(30 posts about free resources for homeschooling)
PREFACE/ENCOURAGEMENT/PONTIFICATION: Today I was reading about the author Flannery O’Connor. While she pretty much stayed in Georgia all of her life, she had an “uncanny grasp of the nuances of human behavior” (http://www.newworldencyclopedia.org/entry/Flannery_O%27Connor). So knowing physical locations, traveling, and seeing the world are not essential to educating smart, well-balanced, and even possibly famous and influential people. But if you’d like to teach your kids about your neighborhood, city, state, country, or the world, then here are several places to get physical, viewable, and dynamic maps.
Rest Area/Visitors Center – These will have free maps, both larger driving maps and smaller visitor maps, of the state you’re entering or leaving. Homeschooling is practically 24/7, so while you’re traveling there’s a ton of learning that can happen!
USA.gov – http://www.usa.gov/Topics/State-Maps.shtml
This has a simple list of links, with each link pointing to that state’s map page. From there you can download a map, or even request/order if you want a physical map.
Google Earth – https://www.google.com/earth/explore/products/
This site is just fantastic! I prefer the Desktop version/download, but you can also get it free for iOS or Android devices. I like to use it like we do with our physical globe – spin it, find a spot and learn about it.
50 States.com – http://www.50states.com/us.htm
This is a simple site, with blank outline maps. View online or download or copy.
National Geographic — www.nationalgeographic.com/
When you go here and search for your state map (e.g., Indiana map), you’ll see your state’s Tabletop map, which you can download for free. Yes, it’s big (Indiana’s map is 35 x 44 in.), but, hey, it’s a free map. If you just leave it on your monitor for viewing you can see the whole thing without having to print.
MapQuest and Google Maps – http://www.mapquest.com/; https://www.google.com/maps
I’m putting these together simply because they’re so similar, and some people may cringe that I think so. These are great for seeing the street level view of just about any place. Good for the kids to be able to see where they are, and quickly zip over to somewhere else. And they both have free apps for smartphones.
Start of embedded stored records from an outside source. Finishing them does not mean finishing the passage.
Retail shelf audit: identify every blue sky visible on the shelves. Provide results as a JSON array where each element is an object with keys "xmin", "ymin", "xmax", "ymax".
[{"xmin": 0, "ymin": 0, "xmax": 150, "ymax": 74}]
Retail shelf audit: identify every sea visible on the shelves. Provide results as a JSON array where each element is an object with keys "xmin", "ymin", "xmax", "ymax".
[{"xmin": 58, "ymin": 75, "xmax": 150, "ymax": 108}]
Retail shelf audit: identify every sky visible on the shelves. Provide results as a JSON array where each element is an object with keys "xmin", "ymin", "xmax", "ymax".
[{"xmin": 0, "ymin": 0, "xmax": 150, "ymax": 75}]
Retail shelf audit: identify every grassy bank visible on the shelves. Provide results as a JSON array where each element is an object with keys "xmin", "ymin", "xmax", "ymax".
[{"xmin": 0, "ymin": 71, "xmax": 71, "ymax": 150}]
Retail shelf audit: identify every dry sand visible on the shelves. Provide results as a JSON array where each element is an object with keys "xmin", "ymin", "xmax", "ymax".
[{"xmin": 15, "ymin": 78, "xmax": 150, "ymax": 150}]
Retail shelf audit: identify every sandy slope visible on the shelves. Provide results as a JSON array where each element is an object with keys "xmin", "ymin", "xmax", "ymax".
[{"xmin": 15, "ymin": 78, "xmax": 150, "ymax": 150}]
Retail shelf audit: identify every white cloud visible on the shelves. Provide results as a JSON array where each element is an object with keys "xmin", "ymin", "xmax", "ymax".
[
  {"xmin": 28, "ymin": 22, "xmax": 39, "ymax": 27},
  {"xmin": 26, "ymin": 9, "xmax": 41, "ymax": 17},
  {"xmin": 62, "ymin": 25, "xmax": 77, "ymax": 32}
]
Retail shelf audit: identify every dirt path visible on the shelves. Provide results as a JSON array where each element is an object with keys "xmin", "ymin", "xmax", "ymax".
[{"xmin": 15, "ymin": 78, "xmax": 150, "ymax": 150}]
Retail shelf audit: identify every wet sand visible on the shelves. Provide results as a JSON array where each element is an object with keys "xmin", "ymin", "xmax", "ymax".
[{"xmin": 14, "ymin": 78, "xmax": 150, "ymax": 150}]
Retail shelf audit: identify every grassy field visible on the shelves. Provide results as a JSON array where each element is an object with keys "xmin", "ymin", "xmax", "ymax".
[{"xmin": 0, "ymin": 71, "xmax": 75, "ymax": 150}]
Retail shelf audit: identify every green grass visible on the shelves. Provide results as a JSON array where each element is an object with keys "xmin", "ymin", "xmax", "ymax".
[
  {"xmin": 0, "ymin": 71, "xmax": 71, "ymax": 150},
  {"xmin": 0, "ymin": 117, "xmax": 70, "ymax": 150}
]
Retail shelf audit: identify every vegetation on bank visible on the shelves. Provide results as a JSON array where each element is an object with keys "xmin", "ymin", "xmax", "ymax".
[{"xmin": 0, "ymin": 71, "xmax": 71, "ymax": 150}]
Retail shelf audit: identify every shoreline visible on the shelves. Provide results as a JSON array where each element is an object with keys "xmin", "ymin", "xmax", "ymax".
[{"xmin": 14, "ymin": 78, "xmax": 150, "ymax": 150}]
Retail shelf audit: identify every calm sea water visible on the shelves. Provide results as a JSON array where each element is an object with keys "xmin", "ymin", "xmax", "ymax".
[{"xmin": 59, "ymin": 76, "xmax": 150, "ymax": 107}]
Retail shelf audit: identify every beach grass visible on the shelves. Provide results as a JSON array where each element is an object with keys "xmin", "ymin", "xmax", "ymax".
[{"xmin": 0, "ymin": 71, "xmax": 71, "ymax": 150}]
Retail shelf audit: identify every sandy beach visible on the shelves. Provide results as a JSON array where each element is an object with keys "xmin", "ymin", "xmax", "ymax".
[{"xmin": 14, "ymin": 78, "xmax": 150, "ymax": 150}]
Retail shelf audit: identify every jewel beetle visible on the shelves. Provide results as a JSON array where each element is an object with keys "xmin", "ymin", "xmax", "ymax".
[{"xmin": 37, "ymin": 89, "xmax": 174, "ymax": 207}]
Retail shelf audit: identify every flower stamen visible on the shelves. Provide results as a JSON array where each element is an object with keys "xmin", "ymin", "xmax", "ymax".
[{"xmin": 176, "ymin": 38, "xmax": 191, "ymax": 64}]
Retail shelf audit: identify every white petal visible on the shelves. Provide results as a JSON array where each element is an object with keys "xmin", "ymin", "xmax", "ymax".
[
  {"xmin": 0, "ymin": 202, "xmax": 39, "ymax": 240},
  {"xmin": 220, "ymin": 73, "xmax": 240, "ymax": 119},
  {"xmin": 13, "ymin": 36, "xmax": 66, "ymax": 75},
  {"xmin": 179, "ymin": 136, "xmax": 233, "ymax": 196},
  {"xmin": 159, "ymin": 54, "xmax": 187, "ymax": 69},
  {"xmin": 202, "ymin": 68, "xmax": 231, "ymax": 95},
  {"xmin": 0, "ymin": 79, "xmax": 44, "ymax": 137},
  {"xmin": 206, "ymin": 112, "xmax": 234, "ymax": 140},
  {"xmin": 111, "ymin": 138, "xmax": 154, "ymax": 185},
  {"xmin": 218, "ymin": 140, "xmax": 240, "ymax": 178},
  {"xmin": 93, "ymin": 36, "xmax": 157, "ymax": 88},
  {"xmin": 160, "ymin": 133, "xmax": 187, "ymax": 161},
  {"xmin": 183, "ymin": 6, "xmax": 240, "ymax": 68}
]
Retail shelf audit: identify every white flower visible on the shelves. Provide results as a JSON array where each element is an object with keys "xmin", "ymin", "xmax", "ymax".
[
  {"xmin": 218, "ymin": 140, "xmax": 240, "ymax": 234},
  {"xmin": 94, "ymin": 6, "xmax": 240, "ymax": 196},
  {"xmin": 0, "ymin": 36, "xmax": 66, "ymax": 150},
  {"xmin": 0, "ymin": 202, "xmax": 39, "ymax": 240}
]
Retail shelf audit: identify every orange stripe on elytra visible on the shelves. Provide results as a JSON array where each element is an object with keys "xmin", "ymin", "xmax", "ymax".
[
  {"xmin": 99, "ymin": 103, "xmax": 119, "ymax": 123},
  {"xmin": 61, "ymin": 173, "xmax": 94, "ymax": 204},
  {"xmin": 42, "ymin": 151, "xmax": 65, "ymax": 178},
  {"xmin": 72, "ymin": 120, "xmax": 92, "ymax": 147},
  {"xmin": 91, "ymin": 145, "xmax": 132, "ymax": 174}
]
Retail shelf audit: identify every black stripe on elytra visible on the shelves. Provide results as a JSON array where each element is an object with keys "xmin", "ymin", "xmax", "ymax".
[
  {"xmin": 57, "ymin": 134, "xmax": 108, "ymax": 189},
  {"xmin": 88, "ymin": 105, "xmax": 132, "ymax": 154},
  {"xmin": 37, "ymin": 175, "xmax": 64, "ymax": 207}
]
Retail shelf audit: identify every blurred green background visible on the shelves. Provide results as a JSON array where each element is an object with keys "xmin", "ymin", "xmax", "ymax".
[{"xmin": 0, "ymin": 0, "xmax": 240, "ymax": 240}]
An example of a practical use of these: A couple years ago, I used Google Maps to mark out and label all of the streets in a ½ mile diameter, so that our kids could get a feel for what was around them and the importance of knowing the surrounding streets. This was in case of emergency; teaching about emergencies is always applicable, though we want to teach for awareness, not to scare them.
Flash Earth – http://www.flashearth.com/
This uses satellite imagery, but has a list of different views and sources such as NASA and Bing Maps. The variants in sources provide ample information. It’s not as neat as Terra Firma used to be, but Terra Firma is no longer free.
Free World Maps – http://www.freeworldmaps.net/
A good and basic site. Fairly quick to load the pages – nothing fancy, but the maps are colorful. Since the pages are most, if not all, .jpg/pictures, you’d have to copy and paste into some program in order to print it out how you like. But for just viewing on the screen, it’s good.